Teil 1 (Nörenberg/Insko, Neu Bentschen/Zbaszynek, Wollstein/Wolsztyn)
Teil 2 (Wollstein/Wolsztyn)
Teil 3 (Wollstein/Wolsztyn, Gnesen/Gniezno)
Teil 4 (Gnesen/Gniezno, Jarotschin/Jarocin)
Teil 5 (Jarotschin/Jarocin, Kempen/Kepno)
Teil 6 (Kempen/Kepno, Königszelt/Jaworzyna Sl.)
Teil 7 (Königszelt/Jaworzyna Sl., Glatz/Klodzko, Neisse/Nysa)
Teil 8 (Jakobswalde/Kotlarnia, Peiskretscham/Pyskowice, Marcule, Scharfenwiese/Ostroleka)
Teil 9 (Lyck/Elk)
Teil 10 (Lyck/Elk)






Dienstag, 20. August 1991

Das Wetter war immer noch trübe, so dass ich langsam die Lust verlor und mich mit dem Gedanken trug, meine Zelte in Wollstein/Wolsztyn abzubrechen. Einzig der Umstand, dass ich die ersehnte Ty3-2 noch immer nicht im Zugdienst abgelichtet zu haben, hielt mich noch, stand die Lok doch heute auf der Einsatzliste.

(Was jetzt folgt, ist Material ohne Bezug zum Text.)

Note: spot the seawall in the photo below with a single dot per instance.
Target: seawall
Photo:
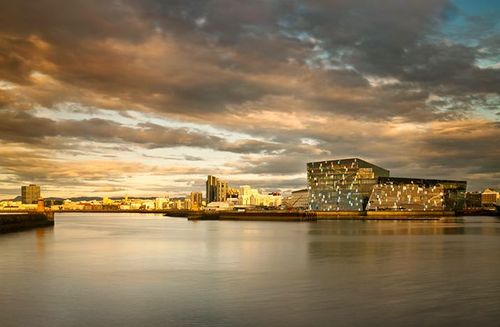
(320, 215)
(14, 222)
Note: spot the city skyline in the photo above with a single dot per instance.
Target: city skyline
(150, 97)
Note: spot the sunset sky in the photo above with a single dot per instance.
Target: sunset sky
(147, 97)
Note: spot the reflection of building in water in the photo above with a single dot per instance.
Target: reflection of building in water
(395, 193)
(341, 184)
(299, 199)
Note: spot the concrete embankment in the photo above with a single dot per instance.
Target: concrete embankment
(14, 222)
(318, 215)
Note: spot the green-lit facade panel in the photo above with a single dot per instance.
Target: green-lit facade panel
(413, 194)
(341, 185)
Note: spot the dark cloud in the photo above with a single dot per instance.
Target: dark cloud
(20, 126)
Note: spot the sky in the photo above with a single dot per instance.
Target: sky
(148, 97)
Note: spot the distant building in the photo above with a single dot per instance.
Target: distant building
(195, 201)
(489, 197)
(216, 190)
(249, 196)
(344, 184)
(219, 206)
(299, 199)
(473, 200)
(30, 194)
(407, 194)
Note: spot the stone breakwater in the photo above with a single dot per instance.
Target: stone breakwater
(14, 222)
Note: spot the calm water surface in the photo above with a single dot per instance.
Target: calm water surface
(146, 270)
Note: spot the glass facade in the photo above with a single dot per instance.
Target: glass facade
(407, 194)
(30, 194)
(341, 185)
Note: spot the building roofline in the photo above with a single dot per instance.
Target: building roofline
(350, 159)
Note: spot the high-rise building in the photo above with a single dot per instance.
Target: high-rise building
(195, 200)
(407, 194)
(30, 194)
(344, 184)
(216, 189)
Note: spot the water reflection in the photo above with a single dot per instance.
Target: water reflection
(138, 270)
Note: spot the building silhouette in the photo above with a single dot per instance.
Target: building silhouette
(195, 200)
(30, 194)
(408, 194)
(216, 190)
(344, 184)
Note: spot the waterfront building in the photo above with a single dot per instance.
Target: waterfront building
(299, 199)
(195, 201)
(216, 189)
(344, 184)
(473, 200)
(219, 206)
(249, 196)
(161, 203)
(408, 194)
(30, 194)
(489, 197)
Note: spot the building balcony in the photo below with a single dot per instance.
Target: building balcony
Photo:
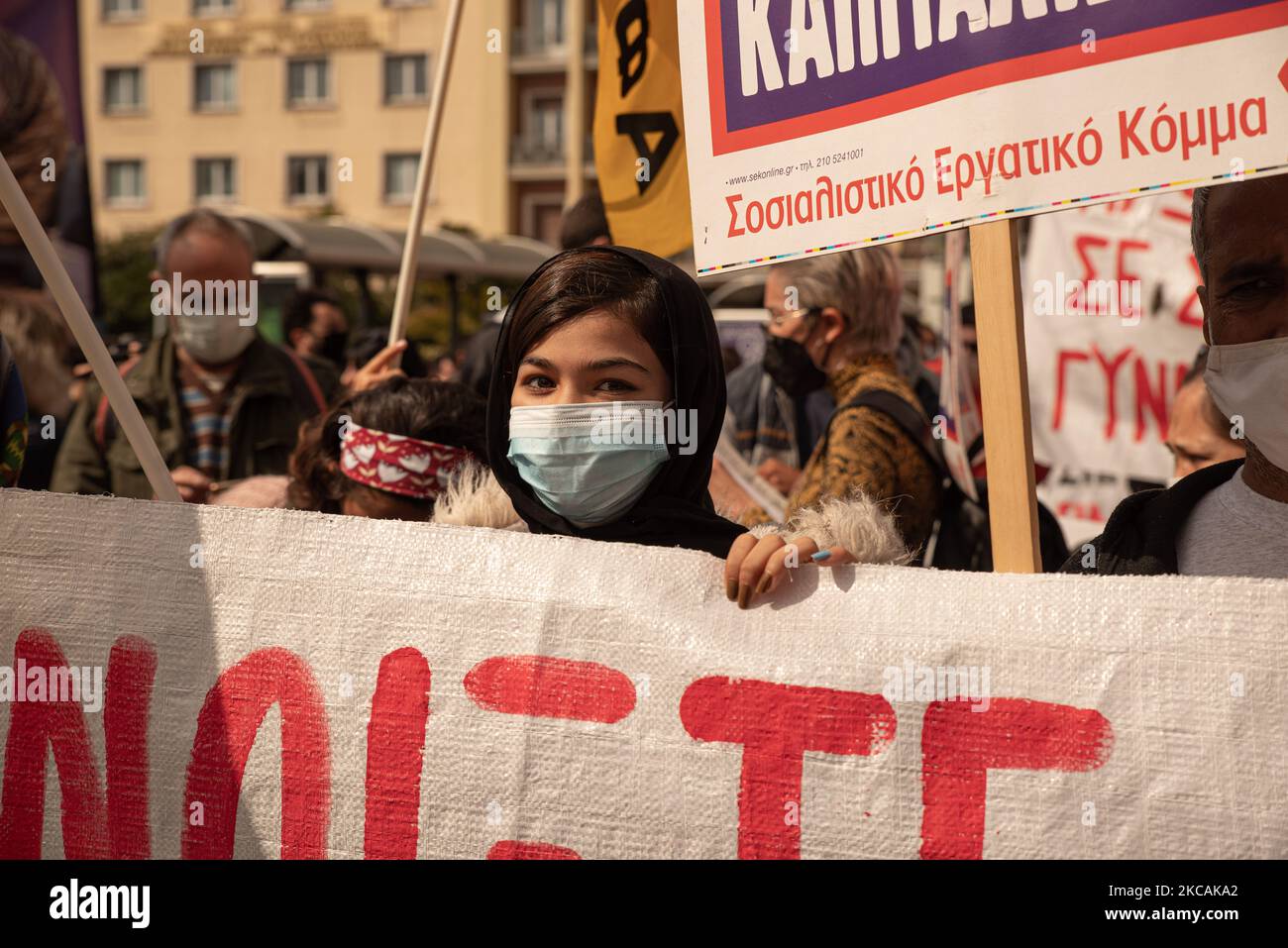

Als ich morgens das Bw verließ, war die Ty3-2 bereits verschwunden. Laut Lokleiter war sie nach Unruhstadt/Karge/Kargowa unterwegs, um einen Güterzug zu holen. So hängte ich mich um 8:40 Uhr an den von Ol49-59 geführten P 4440 nach Züllichau/Sulechow, der ja irgendwo mit der Ty3-2 kreuzen musste.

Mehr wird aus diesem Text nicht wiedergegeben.